21.3 Afwijken van de bouwregels
Het bevoegd gezag kan een omgevingsvergunning verlenen voor afwijking van het bepaalde in 21.2, ten behoeve van het bouwen van bouwwerken binnen de beschermingszone mits:
het belang van de meanderzone niet onevenredig nadelig wordt aangetast;
bebouwing mogelijk is op grond van de onderliggende bestemming.
Het bevoegd gezag wint, alvorens af te wijken, advies in bij het waterschap.

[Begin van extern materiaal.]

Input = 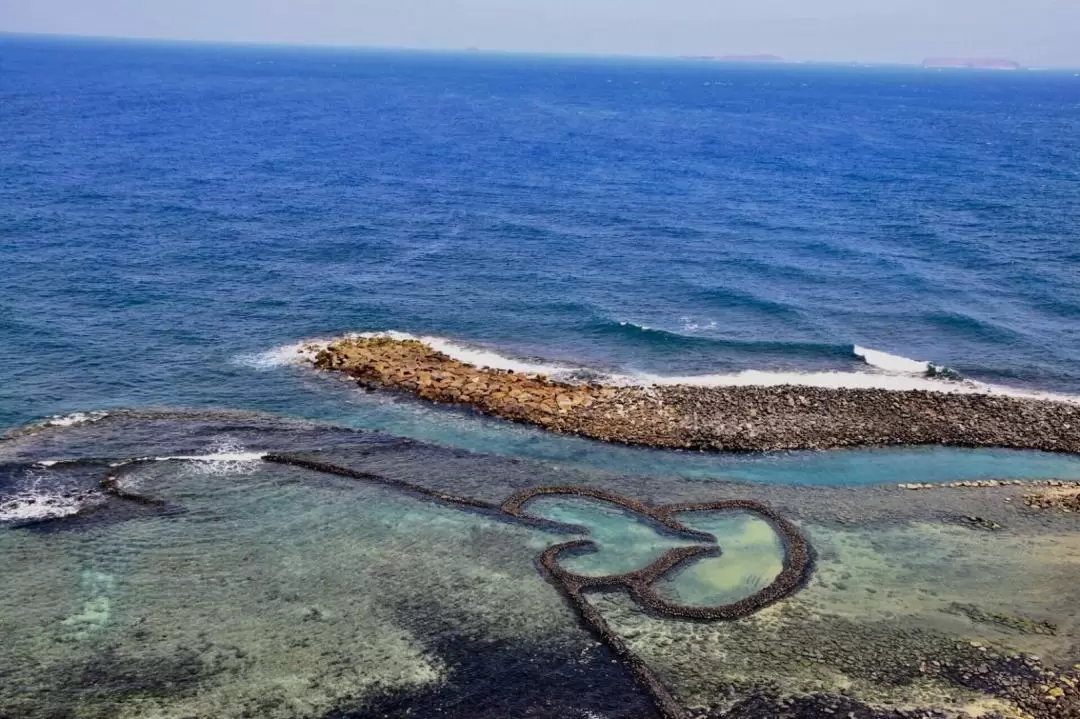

21.4 Omgevingsvergunning voor het uitvoeren van een werk, geen bouwwerk zijnde, of van werkzaamheden
21.4.1 Verboden werken en werkzaamheden
Het is verboden op of in de voor ‘Waterstaat – Waterstaatkundige functie' aangewezen gronden zonder of in afwijking van een omgevingsvergunning van het bevoegd gezag de volgende werken, geen bouwwerk zijnde, en/of werkzaamheden uit te voeren:
gesloten wegdek aan te leggen;
het bemalen draineren van gronden, het winnen, toevoeren, afdammen en stuwen van water;
het tot stand brengen en/of in exploitatie nemen van boor- en pompputten, parallelriolen, nutsvoorzieningen, transportleidingen en andere boven- en ondergrondse leidingconstructies;
het aanbrengen van boomsingels en hakhoutwallen, wijzigen van watergangen en uitvoeren afgravings- en ontgrondingswerkzaamheden anders dan normaal spitwerk, dieper dan 0,30 meter.
21.4.2 Uitzonderingen
Het bepaalde in 21.4.1 is niet van toepassing op werken of werkzaamheden die:
betrekking hebben op normaal onderhoud en beheer;
van ondergeschikte betekenis zijn;
vallen binnen het kader van de normale bodemexploitatie en bodemgebruik;
op het tijdstip van het van kracht worden van het plan in uitvoering zijn, dan wel krachtens een voor dat tijdstip verleende vergunning of anderszins mogen worden uitgevoerd.
21.4.3 Toelaatbaarheid
De werken of werkzaamheden als bedoeld in 21.4.1 zijn slechts toelaatbaar indien hierdoor geen onevenredige nadelige schade wordt of kan worden toegebracht aan de meanderzone en de aanwezige natuur- en landschapswaarden.